Wouldn't it be great to sit down with a performance testing great at Google or Facebook, or a performance test expert at a big insurance company or a bank and ask them how they do performance testing? Better yet, how about getting them in the same room and having them debate? You'd leave not just with a list of tools, but ideas, details, challenges, and solutions.
It turns out that is exactly what Software Test Professionals offered at their recent conference, a hands-on performance testing course with Dan Downing, consulting tester at Mentora Group, and Goranka Bjedov, a capacity planner at Facebook (formerly of Google). Instead of looking for specific tools to come out the workshop, I wanted guidelines and rules of thumb that were more general, and was especially interested in the difference in background between Downing, working mostly with large IT organizations, and Bjedov, who was more experienced with customer-facing web applications.

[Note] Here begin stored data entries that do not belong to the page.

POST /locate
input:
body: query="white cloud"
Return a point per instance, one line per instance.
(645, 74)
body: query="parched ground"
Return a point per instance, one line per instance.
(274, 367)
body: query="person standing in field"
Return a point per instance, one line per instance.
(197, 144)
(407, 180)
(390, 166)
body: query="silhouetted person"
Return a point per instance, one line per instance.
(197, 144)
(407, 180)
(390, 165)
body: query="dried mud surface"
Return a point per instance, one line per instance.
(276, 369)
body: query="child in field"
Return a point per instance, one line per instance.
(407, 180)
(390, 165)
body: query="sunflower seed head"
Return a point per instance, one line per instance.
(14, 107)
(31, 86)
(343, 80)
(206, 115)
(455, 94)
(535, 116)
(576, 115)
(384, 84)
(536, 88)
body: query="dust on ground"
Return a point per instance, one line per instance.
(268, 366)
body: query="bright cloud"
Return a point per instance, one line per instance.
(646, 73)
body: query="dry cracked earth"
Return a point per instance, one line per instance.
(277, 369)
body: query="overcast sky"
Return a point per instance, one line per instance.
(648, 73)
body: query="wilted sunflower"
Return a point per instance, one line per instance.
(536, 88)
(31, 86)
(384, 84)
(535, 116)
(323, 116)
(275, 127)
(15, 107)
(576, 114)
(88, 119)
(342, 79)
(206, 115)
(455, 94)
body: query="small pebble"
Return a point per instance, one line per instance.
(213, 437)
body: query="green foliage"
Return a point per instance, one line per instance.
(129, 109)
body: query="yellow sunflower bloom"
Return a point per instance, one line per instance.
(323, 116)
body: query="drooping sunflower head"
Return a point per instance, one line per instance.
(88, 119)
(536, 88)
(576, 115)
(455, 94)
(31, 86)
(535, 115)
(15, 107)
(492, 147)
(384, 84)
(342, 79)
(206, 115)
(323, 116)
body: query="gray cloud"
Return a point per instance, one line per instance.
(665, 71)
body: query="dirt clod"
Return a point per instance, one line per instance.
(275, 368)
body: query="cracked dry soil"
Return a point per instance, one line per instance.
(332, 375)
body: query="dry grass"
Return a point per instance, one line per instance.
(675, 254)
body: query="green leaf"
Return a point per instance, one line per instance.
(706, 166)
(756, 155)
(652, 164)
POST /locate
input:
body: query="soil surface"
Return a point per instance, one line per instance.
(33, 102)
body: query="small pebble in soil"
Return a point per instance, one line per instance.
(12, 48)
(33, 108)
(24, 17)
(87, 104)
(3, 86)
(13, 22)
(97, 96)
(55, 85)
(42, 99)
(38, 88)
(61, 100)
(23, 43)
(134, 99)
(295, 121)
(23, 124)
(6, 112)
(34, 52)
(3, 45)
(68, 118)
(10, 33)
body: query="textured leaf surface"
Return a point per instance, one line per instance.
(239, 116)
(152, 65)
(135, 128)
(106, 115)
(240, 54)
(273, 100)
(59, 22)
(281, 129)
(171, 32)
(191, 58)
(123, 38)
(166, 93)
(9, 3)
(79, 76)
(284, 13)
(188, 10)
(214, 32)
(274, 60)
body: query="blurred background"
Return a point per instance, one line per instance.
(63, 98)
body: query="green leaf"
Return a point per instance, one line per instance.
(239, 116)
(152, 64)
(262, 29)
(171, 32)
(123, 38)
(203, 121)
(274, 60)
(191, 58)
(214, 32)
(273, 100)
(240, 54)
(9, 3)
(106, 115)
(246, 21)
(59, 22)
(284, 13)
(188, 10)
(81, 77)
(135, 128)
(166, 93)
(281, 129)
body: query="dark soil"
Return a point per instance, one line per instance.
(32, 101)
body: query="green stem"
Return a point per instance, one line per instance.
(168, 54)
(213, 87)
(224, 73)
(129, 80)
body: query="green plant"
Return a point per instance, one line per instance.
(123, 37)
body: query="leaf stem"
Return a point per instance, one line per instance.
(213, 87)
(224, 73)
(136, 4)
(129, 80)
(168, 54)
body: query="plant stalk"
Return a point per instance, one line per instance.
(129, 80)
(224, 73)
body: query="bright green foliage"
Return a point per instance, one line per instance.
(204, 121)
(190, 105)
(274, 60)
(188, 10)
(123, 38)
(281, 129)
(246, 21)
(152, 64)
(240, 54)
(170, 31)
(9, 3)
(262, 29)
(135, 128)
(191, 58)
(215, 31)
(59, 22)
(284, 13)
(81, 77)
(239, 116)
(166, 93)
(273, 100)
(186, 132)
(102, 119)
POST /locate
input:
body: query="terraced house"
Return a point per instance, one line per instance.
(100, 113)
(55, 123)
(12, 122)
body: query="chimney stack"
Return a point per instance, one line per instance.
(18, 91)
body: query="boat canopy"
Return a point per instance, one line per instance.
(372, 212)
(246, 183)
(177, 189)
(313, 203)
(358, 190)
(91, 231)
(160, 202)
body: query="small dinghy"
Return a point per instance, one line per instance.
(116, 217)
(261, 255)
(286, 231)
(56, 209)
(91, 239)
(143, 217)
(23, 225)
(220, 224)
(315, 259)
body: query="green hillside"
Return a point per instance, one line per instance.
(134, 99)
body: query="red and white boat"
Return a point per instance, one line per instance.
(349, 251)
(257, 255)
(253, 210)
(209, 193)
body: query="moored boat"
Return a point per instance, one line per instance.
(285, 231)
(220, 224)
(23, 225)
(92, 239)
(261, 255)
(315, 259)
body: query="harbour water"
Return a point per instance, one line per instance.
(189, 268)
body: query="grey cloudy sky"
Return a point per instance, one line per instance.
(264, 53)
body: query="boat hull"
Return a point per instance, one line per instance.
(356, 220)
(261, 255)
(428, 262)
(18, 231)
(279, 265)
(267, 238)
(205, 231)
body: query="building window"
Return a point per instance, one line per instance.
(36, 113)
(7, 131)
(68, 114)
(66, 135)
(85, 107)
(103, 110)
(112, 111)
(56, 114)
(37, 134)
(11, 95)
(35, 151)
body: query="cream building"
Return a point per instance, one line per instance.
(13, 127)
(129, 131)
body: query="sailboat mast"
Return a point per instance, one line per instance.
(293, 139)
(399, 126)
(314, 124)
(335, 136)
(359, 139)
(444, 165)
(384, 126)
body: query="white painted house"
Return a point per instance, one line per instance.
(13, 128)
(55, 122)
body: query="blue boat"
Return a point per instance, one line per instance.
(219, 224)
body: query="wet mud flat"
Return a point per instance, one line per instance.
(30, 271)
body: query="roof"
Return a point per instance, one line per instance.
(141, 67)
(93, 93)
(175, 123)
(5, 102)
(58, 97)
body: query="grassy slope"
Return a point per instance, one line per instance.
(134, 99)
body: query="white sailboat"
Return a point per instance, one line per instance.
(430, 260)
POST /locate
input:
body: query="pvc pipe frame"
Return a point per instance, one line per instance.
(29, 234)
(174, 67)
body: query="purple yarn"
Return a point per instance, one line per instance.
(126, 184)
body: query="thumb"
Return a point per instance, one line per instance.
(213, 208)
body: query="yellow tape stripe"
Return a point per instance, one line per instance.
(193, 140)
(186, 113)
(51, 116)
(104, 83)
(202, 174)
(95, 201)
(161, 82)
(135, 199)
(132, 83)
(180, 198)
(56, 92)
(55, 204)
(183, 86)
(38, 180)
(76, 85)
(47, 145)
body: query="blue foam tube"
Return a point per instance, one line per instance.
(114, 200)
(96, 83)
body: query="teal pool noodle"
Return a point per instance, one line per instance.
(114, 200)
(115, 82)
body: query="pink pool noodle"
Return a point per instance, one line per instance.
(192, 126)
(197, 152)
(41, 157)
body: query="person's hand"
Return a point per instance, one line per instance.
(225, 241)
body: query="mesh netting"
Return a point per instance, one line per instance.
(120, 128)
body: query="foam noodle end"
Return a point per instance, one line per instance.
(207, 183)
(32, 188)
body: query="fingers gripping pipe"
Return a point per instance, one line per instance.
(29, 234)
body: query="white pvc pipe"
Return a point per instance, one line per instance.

Here are five of the nuggets I pulled out of that goldmine, served up for you on a platter:
Guideline #1: Enable earlier releases... but be prepared to rollback quickly
On the one hand, we have the idea of releasing software in perpetual beta, which may lead to a tolerance for defects. At the same time, we have techniques like production monitoring and rollback to limit the time-in-production of defects to a matter of minutes, or even hours.
On the other end of the spectrum, developers are increasingly writing automated tests and ratcheting up their quality levels.
Now think about the combination of these two realities: If customers will settle for "good enough," and developers can deliver "good enough" enough of the time (and when we fail, we can rollback) what do we need testers for, again, exactly?
That's not going to be a fun conversation.
The first takeaway here is to have your company make a conscious decision if such a strategy will work for them and if you should pursue it.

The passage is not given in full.